We are turning back to our Aug. 28 post and the case about a woman who petitioned the court to invalidate (annul) her marriage on the grounds of fraud. When we left off, the Cook County Circuit Court had granted her petition, but the court of appeals overturned that decision. The respondent may have withheld certain information from the petitioner, but that information did not go to the “essentials of marriage,” the statutory standard for fraud. No fraud, no grounds for annulment.
What this man had not told his wife-to-be was that he was already married. How was concealing the existence of a wife still living not an essential of marriage?

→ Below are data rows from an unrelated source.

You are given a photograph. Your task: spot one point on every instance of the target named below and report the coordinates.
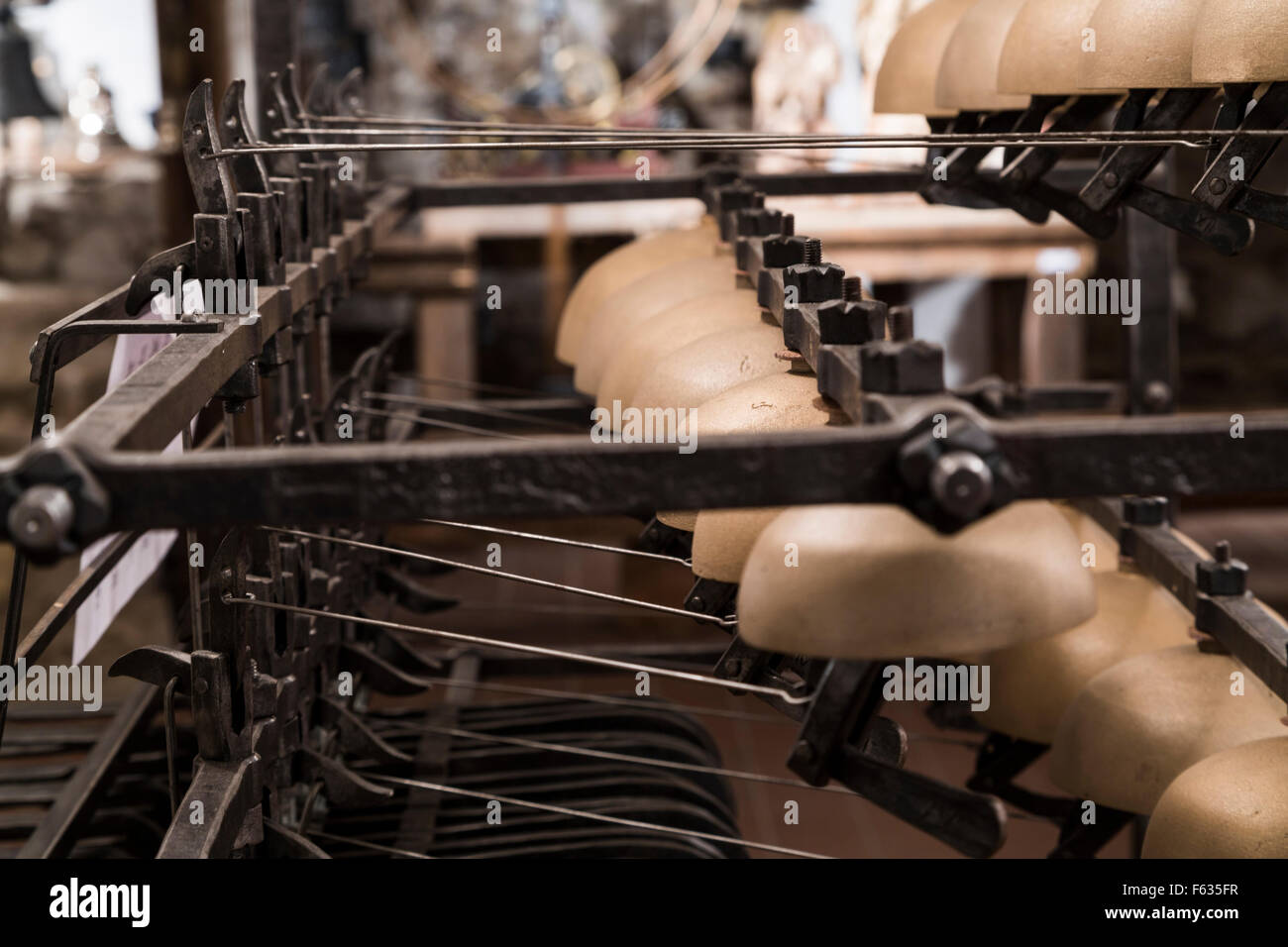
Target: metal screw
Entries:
(961, 483)
(43, 517)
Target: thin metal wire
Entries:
(432, 127)
(649, 705)
(432, 423)
(992, 141)
(475, 408)
(618, 757)
(595, 815)
(562, 541)
(786, 696)
(364, 843)
(726, 622)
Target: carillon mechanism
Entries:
(855, 525)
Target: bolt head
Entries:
(784, 252)
(961, 483)
(844, 322)
(815, 283)
(902, 368)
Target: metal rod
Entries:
(789, 697)
(171, 741)
(595, 815)
(562, 541)
(528, 579)
(1172, 140)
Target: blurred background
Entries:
(91, 93)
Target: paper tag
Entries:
(137, 566)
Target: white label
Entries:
(137, 566)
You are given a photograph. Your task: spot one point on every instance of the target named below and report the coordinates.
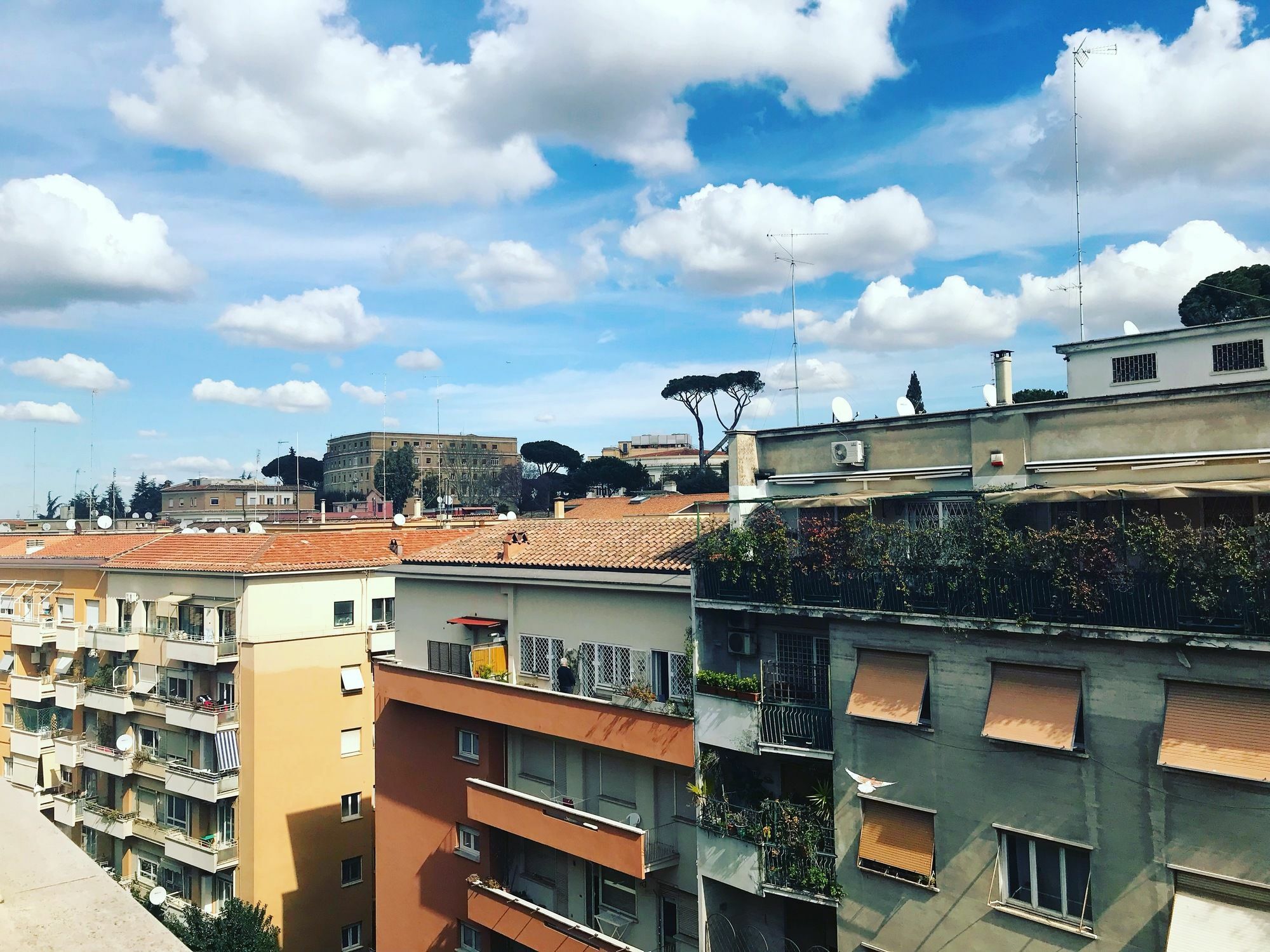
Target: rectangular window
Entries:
(1126, 370)
(469, 842)
(351, 871)
(351, 807)
(1239, 356)
(351, 742)
(1048, 878)
(344, 615)
(469, 746)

In this case, timing was everything. The couple were married in a religious ceremony — that is, without a marriage license — in April 2007. The legal marriage did not take place for another three months, on July 23, 2007. While the man claimed the delay was the result of his not having his immigration papers with him at the time, he was in fact working on ending his legal marriage to another woman.
The divorce came through on July 7. That, of course, meant that he was free to enter into a valid marriage with the petitioner. The divorce was final, too, before he applied for the marriage license.
It took some time, though, for the petitioner to learn her husband had been married before — three times before, as it turned out. According to the court’s opinion, he deliberately concealed the marriages even when questioned by immigration authorities in 2011. The petitioner requested the trial court to declare the marriage invalid in 2013.
The appellate court found that there was no fraud because the religious ceremony was not a valid, legal marriage, even if the petitioner believed it to be one. No marriage, no fraud, and, without fraud, no annulment. Divorce is the only way to dissolve this legal marriage.
A divorce could involve custody, support or property division. An annulment would have avoided all of these. Still, while her husband’s lies may seem particularly hurtful, the courts have long held that there is no fraud in concealing a past marriage from a new spouse.